TDZ C64 Knowledge
An MCP server for indexing and searching Commodore 64 documentation using full-text, semantic, and fuzzy search across multiple file formats. It enables RAG-based question answering, entity extraction, and interactive timeline or knowledge graph visualizations.
README
TDZ C64 Knowledge
MCP server for managing and searching Commodore 64 documentation. Ingest PDFs, text, Markdown, HTML, Excel, and web pages into a searchable knowledge base accessible via Claude Code or other MCP clients.
🚀 Quick Start
# 1. Install
python -m venv .venv
.venv\Scripts\activate
pip install -e .
# 2. Configure Claude Code
claude mcp add tdz-c64-knowledge -- .venv\Scripts\python.exe server.py
# 3. Add documents
.venv\Scripts\python.exe cli.py add-folder "C:\c64docs" --tags reference --recursive
# 4. Search via Claude Code
# Ask: "Search the C64 docs for VIC-II sprite registers"
See QUICKSTART.md for detailed setup.
Features
Search & Retrieval
- FTS5 full-text search - 480x faster queries (50ms vs 24s)
- Semantic search - Find by meaning, not keywords (e.g., "movable objects" → "sprites")
- RAG question answering - Answer questions by synthesizing docs with citations
- Fuzzy search - Typo tolerance ("VIC2" → "VIC-II", "asembly" → "assembly")
- Progressive refinement - Search within results to narrow down
- Hybrid search - Combines keyword + semantic with configurable weighting
- Similarity search - Discover related documentation automatically
- Query preprocessing - NLTK stemming and stopword removal
- Smart tagging - AI-powered tag suggestions by category
- Table/code search - Search extracted tables and code blocks
Document Management
- Multi-format - PDF, TXT, MD, HTML, Excel, web scraping
- Duplicate detection - Content-based deduplication
- Chunked retrieval - Get specific sections without loading entire docs
- Metadata extraction - Author, subject, page numbers
- Persistent index - Documents stay indexed between sessions
AI-Powered Features
- Entity extraction - Extract hardware, memory addresses, instructions, concepts (5000x faster with C64 regex patterns)

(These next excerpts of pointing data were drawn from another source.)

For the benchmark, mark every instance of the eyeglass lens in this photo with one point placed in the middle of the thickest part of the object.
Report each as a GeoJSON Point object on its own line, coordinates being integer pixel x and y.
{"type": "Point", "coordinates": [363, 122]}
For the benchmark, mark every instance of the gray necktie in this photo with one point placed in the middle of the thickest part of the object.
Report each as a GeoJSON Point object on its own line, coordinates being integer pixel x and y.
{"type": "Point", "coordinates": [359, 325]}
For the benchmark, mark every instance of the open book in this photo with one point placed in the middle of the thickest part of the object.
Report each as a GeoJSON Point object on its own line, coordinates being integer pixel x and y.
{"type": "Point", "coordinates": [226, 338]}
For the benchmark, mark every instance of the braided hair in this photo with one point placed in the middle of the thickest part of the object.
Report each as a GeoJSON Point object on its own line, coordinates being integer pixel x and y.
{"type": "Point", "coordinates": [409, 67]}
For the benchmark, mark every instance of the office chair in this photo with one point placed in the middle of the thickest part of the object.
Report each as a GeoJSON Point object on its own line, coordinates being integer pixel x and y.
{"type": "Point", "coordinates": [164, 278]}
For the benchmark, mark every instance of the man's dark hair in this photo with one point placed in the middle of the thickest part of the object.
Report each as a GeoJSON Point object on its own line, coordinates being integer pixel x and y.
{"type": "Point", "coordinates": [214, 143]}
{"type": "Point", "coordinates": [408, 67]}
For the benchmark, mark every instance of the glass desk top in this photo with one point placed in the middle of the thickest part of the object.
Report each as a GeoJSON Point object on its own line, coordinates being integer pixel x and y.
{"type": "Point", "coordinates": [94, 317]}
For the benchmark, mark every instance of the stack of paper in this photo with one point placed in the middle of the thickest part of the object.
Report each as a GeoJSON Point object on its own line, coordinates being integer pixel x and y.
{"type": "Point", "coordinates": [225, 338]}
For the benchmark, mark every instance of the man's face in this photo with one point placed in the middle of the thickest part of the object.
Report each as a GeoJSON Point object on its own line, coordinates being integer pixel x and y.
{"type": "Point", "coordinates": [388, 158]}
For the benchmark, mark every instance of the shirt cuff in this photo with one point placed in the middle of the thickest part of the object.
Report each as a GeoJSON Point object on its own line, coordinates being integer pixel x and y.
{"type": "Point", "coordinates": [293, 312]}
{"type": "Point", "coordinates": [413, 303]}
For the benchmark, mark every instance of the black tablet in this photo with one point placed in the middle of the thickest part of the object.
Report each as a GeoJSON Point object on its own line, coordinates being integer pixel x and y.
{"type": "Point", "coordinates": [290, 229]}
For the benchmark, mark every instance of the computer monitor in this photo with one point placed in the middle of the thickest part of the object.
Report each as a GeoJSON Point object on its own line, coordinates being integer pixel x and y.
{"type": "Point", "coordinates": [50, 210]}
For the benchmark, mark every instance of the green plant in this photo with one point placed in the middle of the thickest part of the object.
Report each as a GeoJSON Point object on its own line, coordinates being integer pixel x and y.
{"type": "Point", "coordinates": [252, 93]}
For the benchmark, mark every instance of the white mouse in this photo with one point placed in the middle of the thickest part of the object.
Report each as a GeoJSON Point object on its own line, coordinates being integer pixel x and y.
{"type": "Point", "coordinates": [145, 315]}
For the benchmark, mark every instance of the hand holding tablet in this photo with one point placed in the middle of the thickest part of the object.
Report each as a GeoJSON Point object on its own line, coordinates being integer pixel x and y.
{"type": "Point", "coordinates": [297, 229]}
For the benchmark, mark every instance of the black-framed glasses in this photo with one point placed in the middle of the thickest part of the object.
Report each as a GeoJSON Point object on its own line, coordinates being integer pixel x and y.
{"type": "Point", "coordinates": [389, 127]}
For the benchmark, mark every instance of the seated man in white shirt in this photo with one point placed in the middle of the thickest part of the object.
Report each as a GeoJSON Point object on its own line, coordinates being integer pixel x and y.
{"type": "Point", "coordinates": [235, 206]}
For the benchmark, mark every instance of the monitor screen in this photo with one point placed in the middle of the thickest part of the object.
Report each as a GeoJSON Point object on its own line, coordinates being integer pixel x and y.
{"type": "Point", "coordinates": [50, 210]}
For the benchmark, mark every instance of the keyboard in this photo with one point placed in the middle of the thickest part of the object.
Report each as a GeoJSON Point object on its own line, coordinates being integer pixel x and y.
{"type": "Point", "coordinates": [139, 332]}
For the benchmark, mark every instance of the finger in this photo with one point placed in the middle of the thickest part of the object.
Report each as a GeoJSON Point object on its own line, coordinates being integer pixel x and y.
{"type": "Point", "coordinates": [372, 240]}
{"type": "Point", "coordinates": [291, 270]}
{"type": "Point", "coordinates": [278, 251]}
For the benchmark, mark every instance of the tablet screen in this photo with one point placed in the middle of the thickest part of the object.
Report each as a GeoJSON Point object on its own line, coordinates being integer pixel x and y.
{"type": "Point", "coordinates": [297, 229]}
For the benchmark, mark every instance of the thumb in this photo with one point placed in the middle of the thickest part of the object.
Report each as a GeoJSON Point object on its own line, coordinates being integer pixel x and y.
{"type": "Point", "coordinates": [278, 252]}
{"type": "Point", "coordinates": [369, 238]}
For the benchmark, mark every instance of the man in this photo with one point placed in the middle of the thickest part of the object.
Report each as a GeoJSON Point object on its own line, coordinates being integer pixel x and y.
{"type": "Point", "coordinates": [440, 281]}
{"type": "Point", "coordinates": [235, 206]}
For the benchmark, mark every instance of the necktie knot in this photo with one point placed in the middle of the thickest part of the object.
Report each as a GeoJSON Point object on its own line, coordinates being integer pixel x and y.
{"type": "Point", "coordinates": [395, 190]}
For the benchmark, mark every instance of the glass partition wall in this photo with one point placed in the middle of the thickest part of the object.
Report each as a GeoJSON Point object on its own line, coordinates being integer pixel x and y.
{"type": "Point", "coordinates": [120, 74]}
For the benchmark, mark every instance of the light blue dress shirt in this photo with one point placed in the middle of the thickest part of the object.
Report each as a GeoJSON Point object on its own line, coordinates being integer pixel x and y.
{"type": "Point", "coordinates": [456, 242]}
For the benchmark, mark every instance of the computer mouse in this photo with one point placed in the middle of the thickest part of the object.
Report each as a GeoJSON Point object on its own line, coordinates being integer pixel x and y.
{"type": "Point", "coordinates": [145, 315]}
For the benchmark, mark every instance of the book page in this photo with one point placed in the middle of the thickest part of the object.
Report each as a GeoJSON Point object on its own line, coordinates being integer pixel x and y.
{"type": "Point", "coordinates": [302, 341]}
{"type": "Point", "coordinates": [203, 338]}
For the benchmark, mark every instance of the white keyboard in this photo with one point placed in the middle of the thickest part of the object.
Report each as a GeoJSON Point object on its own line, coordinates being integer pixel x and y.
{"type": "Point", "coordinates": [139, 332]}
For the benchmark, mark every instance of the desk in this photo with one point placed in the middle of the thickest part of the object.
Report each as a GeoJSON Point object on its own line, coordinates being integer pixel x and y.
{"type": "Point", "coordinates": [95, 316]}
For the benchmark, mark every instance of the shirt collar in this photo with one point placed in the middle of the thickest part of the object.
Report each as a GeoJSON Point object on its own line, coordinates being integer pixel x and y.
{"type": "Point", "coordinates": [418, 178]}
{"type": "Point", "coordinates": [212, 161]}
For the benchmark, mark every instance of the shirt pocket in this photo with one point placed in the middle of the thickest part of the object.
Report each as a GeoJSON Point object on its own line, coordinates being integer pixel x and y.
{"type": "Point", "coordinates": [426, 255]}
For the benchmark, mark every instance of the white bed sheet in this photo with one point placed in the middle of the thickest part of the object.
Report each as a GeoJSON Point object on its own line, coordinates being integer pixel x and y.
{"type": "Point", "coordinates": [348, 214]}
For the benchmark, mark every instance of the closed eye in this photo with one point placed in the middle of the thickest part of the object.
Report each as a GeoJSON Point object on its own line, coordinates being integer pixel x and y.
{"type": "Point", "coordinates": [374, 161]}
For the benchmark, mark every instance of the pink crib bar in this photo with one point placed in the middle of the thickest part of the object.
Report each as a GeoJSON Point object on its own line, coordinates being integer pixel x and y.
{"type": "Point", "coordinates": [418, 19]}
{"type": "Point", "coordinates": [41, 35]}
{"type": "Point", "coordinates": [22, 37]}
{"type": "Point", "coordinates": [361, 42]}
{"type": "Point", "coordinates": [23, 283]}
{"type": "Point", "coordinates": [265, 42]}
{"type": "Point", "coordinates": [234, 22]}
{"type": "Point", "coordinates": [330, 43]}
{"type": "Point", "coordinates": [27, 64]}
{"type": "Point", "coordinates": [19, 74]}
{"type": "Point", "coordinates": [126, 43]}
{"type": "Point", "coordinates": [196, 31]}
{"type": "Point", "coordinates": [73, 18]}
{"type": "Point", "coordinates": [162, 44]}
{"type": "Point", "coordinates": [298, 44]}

- Relationship mapping - Co-occurrence analysis with distance-based strength scoring
- Document comparison - Side-by-side analysis with similarity scores
- Natural language query translation - Parse queries into structured search parameters
- Anomaly detection - ML-based baseline learning for URL-sourced content (3400+ docs/second)
- Temporal analysis - Event detection, timeline construction, historical context (5 event types, 8 date formats)

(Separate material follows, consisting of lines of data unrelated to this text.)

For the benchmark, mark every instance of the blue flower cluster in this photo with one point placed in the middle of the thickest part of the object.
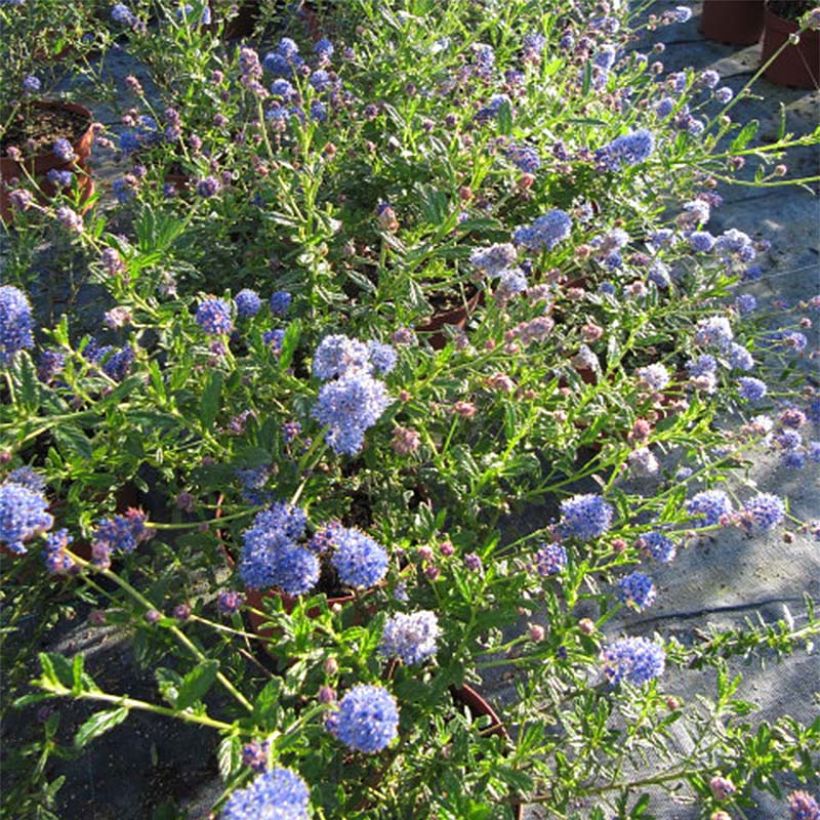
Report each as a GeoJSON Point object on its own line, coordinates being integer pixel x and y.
{"type": "Point", "coordinates": [762, 513]}
{"type": "Point", "coordinates": [248, 303]}
{"type": "Point", "coordinates": [585, 516]}
{"type": "Point", "coordinates": [545, 232]}
{"type": "Point", "coordinates": [658, 546]}
{"type": "Point", "coordinates": [16, 323]}
{"type": "Point", "coordinates": [410, 637]}
{"type": "Point", "coordinates": [550, 560]}
{"type": "Point", "coordinates": [23, 515]}
{"type": "Point", "coordinates": [494, 260]}
{"type": "Point", "coordinates": [709, 506]}
{"type": "Point", "coordinates": [279, 794]}
{"type": "Point", "coordinates": [636, 590]}
{"type": "Point", "coordinates": [214, 316]}
{"type": "Point", "coordinates": [121, 532]}
{"type": "Point", "coordinates": [628, 149]}
{"type": "Point", "coordinates": [271, 555]}
{"type": "Point", "coordinates": [56, 559]}
{"type": "Point", "coordinates": [635, 660]}
{"type": "Point", "coordinates": [367, 720]}
{"type": "Point", "coordinates": [358, 559]}
{"type": "Point", "coordinates": [354, 401]}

- Advanced visualizations - 3D knowledge graphs, hierarchical bundling, Sankey flow diagrams
Wiki Export (NEW in v2.23.15)
- Static HTML wiki - Export entire knowledge base to browsable website
- Document similarity map - 2D visualization using UMAP/t-SNE dimensionality reduction
- Interactive timeline - Horizontal scrollable timeline with zoom levels and event filters
- Knowledge graph - D3.js force-directed graph (178 entities, 20 relationships)
- Enhanced UI - Explanation boxes, prominent ASK AI button, file type detection
- Clickable clusters - Browse k-means clusters with linked documents
- No server required - Pure client-side JavaScript, works offline
- Full-text search - Fuse.js powered search across all content
- See WIKI_EXPORT_GUIDE.md for usage
REST API (Optional)
- 27 endpoints - Full CRUD, search, analytics, export
- OpenAPI/Swagger docs - Interactive API at
/api/docs - API authentication - Secure via X-API-Key header
- See docs/REST_API.md for details
Performance
- Scalability - Tested to 5,000+ documents
- Concurrent throughput - 5,712 queries/sec (10 workers)
- Lazy loading - 100k+ document support
- Search caching - 50-100x speedup for repeated queries
Installation (Windows)
Prerequisites
- Python 3.10+ - https://python.org (check "Add Python to PATH")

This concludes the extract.